FIG. 3 is a flowchart of an image generation method according to an embodiment of the present disclosure.
As shown in FIG. 3, the image generation method may include the following steps.
At step 301, image generation requirement information is obtained.
At step 302, requirement text in the image generation requirement information is obtained.
The requirement text may refer to a prompt in the image generation requirement information.
At step 303, the requirement text is inputted into a first large model to perform main-body modification intention detection, to obtain a target main-body modification intention corresponding to the image generation requirement information, in which the target main-body modification intention is used to indicate whether a main-body in a first reference image needs to be modified.
The first large model may determine, based on the requirement text, whether the main-body in the first reference image needs to be modified during the image generation. If the target main-body modification intention indicates that the main-body in the first reference image needs to be modified, the image generation requirement information corresponds to a high cognition-oriented generalized requirement scenario; if the target main-body modification intention indicates that the main-body in the first reference image does not need to be modified, the image generation requirement information corresponds to a pixel-level-oriented fidelity requirement scenario.
For example, if the image generation requirement information is “generate an image of a model A vehicle driving in a desert” or “generate an image of a model A vehicle traveling through a forest”, the target main-body modification intention corresponding to the image generation requirement information is that the main-body in the first reference image does not need to be modified.
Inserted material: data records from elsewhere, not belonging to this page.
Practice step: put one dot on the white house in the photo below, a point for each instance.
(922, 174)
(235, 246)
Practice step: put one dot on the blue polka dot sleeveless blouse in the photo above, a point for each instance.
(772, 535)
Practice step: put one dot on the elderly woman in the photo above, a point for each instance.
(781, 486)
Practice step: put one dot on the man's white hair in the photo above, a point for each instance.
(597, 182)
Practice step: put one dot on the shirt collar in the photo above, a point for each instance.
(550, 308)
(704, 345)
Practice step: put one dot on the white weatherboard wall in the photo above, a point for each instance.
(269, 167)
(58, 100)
If the image generation requirement information is “generate an image of a person B wearing clothes of style C” or “generate an image of a doll of person B”, the target main-body modification intention corresponding to the image generation requirement information is that the main-body in the first reference image needs to be modified.
It should be noted that, if the image generation requirement information includes a second reference image input by the user, the main-body modification intention obtained by performing the main-body modification intention detection may also be used to indicate whether the main-body in the second reference image needs to be modified.
At step 304, a target image generation manner corresponding to the target main-body modification intention is obtained based on a mapping relationship between main-body modification intentions and image generation manners.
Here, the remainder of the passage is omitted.